Significantly, Dr. Breda shared with the audience that from these first months of use, the hospital estimated that procedures were some 20-25% cheaper to perform than on other systems. He cautioned that these were preliminary findings and it of course depended on how billing and purchase price are factored in. Dr. Wijburg noted that, from the audience’s point of view, it was hardly noticeable that a completely new robotic system was being demonstrated, which both concluded was a good sign.
First experiences and adoption potential
After the session concluded, Dr. Wijburg reflected on the robotic urology community’s first experiences with the Hugo system and how wider adoption could proceed.
“The 20% figure is a careful first estimate. A lot depends on reusable instruments, the number of uses after purchase can differ. There are also hidden costs in reusing. It’s difficult to estimate in the long term if that figure will hold.”
“At the moment, some features and scopes are not yet available, and there is still a lot of ongoing development as the systems are being put to use, just like in the early years of prior systems. We don’t have the complete picture yet. I do know that colleagues are very interested to get some hands-on experience and see the new system being used in urology cases.”
Speaking about the potential for a wider roll-out of the new systems, and how that might look, Dr. Wijburg speculated that if centres are interested in kidney-only or prostate-only approaches, the Hugo might already be an interesting option while the system develops into a more “universal” platform. For ERUS and its meetings, it’s certainly a novelty after eighteen previous editions that there are suddenly new systems in the live surgery sessions, said Wijburg.
Yesterday, Dr. Breda counted up to 30 different systems in development. Dr. Wijburg thinks the increased competition has big advantages. “While of course Intuitive did a great job developing its systems and working with urologists to keep improving, it can only be a good thing to break the monopoly. It drives prices down and pushes innovation.”
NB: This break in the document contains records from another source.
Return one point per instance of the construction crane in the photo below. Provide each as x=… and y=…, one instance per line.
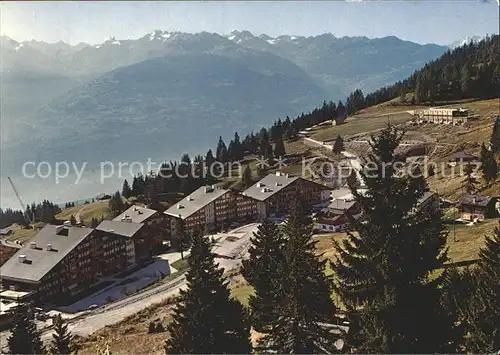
x=30, y=220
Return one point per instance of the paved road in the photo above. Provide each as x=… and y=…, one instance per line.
x=233, y=252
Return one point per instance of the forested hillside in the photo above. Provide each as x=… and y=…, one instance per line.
x=470, y=71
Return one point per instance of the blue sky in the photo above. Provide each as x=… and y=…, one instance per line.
x=421, y=21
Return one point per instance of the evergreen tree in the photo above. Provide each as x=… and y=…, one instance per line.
x=298, y=325
x=237, y=152
x=383, y=273
x=338, y=145
x=279, y=147
x=473, y=295
x=263, y=271
x=126, y=190
x=209, y=159
x=207, y=320
x=265, y=148
x=247, y=176
x=469, y=182
x=465, y=81
x=483, y=308
x=138, y=185
x=495, y=137
x=489, y=166
x=62, y=339
x=24, y=337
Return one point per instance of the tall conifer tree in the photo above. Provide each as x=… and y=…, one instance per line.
x=62, y=339
x=207, y=320
x=383, y=273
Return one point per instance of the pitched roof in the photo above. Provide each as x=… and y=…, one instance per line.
x=340, y=206
x=269, y=185
x=136, y=214
x=463, y=155
x=125, y=229
x=39, y=260
x=481, y=201
x=195, y=201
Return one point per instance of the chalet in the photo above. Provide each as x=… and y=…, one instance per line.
x=276, y=193
x=210, y=208
x=154, y=227
x=428, y=200
x=464, y=157
x=477, y=208
x=335, y=217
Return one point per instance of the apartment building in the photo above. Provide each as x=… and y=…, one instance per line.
x=153, y=230
x=7, y=250
x=60, y=261
x=276, y=193
x=209, y=208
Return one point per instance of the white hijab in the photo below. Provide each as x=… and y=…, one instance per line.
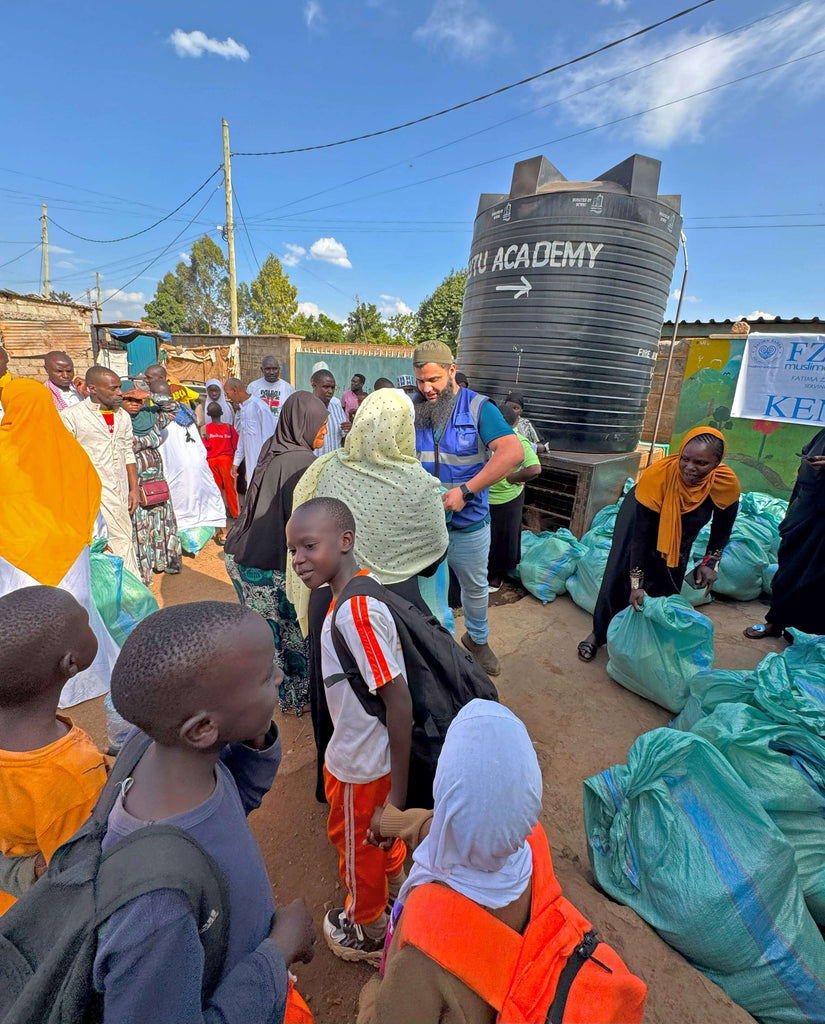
x=227, y=416
x=487, y=799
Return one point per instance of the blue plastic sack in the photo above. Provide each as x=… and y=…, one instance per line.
x=548, y=561
x=677, y=836
x=656, y=651
x=784, y=767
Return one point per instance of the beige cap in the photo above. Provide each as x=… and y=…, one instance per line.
x=432, y=351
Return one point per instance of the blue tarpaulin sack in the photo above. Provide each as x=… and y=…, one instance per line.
x=548, y=561
x=708, y=689
x=677, y=836
x=656, y=651
x=784, y=767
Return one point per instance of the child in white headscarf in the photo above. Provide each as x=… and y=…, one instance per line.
x=487, y=796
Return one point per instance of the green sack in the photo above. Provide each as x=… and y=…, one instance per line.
x=656, y=651
x=708, y=689
x=784, y=767
x=548, y=561
x=677, y=836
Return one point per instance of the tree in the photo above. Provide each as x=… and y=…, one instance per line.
x=273, y=301
x=365, y=324
x=440, y=313
x=402, y=328
x=320, y=328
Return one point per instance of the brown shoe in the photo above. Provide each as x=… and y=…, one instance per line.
x=482, y=652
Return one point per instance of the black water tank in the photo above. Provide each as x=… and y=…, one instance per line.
x=566, y=290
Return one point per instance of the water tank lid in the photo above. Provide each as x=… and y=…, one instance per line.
x=640, y=175
x=530, y=175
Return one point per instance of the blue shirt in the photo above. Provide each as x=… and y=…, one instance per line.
x=149, y=958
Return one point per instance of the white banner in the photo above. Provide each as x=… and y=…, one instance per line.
x=782, y=378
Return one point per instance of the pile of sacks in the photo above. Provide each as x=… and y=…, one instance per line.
x=714, y=832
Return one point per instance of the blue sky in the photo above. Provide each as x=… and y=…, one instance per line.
x=113, y=114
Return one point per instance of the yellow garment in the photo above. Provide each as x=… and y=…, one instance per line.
x=662, y=489
x=400, y=526
x=49, y=491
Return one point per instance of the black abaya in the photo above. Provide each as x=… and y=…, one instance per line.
x=635, y=539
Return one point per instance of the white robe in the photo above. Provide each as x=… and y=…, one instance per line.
x=196, y=498
x=93, y=681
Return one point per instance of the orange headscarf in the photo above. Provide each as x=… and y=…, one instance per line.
x=662, y=488
x=49, y=489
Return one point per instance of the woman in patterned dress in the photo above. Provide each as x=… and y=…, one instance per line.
x=155, y=530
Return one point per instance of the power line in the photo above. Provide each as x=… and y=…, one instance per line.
x=14, y=260
x=535, y=110
x=562, y=138
x=126, y=238
x=155, y=260
x=486, y=95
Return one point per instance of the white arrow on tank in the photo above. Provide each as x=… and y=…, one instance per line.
x=523, y=289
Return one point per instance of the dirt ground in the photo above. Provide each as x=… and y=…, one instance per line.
x=580, y=722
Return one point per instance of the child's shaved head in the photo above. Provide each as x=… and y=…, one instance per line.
x=45, y=639
x=175, y=663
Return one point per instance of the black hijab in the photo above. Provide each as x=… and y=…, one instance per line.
x=258, y=540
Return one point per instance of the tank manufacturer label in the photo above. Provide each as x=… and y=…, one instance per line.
x=538, y=254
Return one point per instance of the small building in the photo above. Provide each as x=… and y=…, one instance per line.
x=32, y=326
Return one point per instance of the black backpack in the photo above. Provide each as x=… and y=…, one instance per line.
x=48, y=939
x=442, y=678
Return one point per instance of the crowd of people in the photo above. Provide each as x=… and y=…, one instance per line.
x=403, y=484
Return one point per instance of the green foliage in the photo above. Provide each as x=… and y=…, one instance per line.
x=320, y=328
x=365, y=324
x=273, y=301
x=440, y=313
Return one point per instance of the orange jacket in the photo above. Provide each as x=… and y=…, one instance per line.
x=557, y=971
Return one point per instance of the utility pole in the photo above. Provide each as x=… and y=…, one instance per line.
x=227, y=183
x=44, y=219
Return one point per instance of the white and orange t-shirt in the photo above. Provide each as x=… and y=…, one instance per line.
x=359, y=750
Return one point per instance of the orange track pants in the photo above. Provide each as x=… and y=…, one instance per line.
x=222, y=471
x=363, y=869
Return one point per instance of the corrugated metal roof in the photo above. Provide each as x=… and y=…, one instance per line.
x=38, y=337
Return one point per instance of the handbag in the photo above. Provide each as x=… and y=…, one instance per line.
x=153, y=493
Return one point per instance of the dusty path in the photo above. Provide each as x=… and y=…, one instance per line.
x=580, y=722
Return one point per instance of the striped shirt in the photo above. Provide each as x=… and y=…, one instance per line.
x=359, y=750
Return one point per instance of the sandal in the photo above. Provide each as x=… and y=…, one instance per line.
x=587, y=650
x=761, y=631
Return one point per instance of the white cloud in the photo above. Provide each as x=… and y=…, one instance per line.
x=197, y=43
x=312, y=12
x=391, y=304
x=674, y=297
x=459, y=26
x=309, y=308
x=755, y=314
x=294, y=255
x=330, y=251
x=789, y=35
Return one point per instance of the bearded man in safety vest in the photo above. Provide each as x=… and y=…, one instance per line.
x=463, y=439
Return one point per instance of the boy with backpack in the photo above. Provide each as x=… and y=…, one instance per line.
x=160, y=908
x=51, y=772
x=393, y=679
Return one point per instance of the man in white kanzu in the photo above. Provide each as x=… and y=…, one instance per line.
x=104, y=430
x=271, y=388
x=254, y=423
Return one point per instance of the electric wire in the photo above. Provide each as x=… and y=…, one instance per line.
x=126, y=238
x=486, y=95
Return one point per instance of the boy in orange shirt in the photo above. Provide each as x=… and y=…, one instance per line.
x=50, y=770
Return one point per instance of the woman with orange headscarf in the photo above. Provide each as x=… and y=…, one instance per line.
x=656, y=525
x=49, y=500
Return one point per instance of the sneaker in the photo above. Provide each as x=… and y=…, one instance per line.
x=482, y=652
x=347, y=940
“One thing we do have to bear in mind is that if prices go down so far that everyone has a robot and uses it for a large variety of procedures, then you lose the high case load and quality and training that goes with that. There are a lot of things that will change when more systems come to market, some we don’t even know about like long-term ergonomics of open versus closed consoles.”
Before the second round of live surgery sessions started in the afternoon, Asst. Prof. Simone Crivellaro, Director of Minimally Invasive Urology at the University of Illinois (Chicago) shared his experiences with the da Vinci SP, a single-port system that isn’t available in Europe yet. There are currently around 120 systems in use in the United States. Newer generations with stronger grips and new imaging techniques are almost ready for introduction.
Dr. Crivellaro was extremely enthusiastic about the opportunities that the “minimised minimally-invasive” system brought surgeons. Not just in terms of quicker patient recovery but also in completely new approaches to organs.
“The system’s greatest benefit is its small footprint: it is designed to work in small spaces, which means we can stay away from the peritoneal cavity. Extraperitoneal, transvesical and retroperitoneal approaches and even a completely new approach for radical prostatectomy: anterior. The platform is opening a lot of new approaches and I think it’s a big shift for surgeons.”
“Advantages of decreased invasiveness are not just less tissue damage, but better pain control, shorter length of hospital stay and faster recovery. I think the SP is here to stay, its rationale makes complete sense. Decreased invasiveness but without jeopardizing the oncological outcome.”
Dr. Breda, back from the OR, asked the audience how many people would use the SP if they had permission from their hospitals. Around 20% raised their hands. Dr. Breda pointed out that the SP is certainly good for precise and small procedures, but that even the most experienced surgeons struggle a bit with a radical cystectomy. “Instead of pushing the envelope and using the SP for everything, it makes sense to have several systems for different needs. But that’s when cost becomes a factor.”
The latest estimate is that the SP will be cleared for introduction in Europe in the second half of 2023.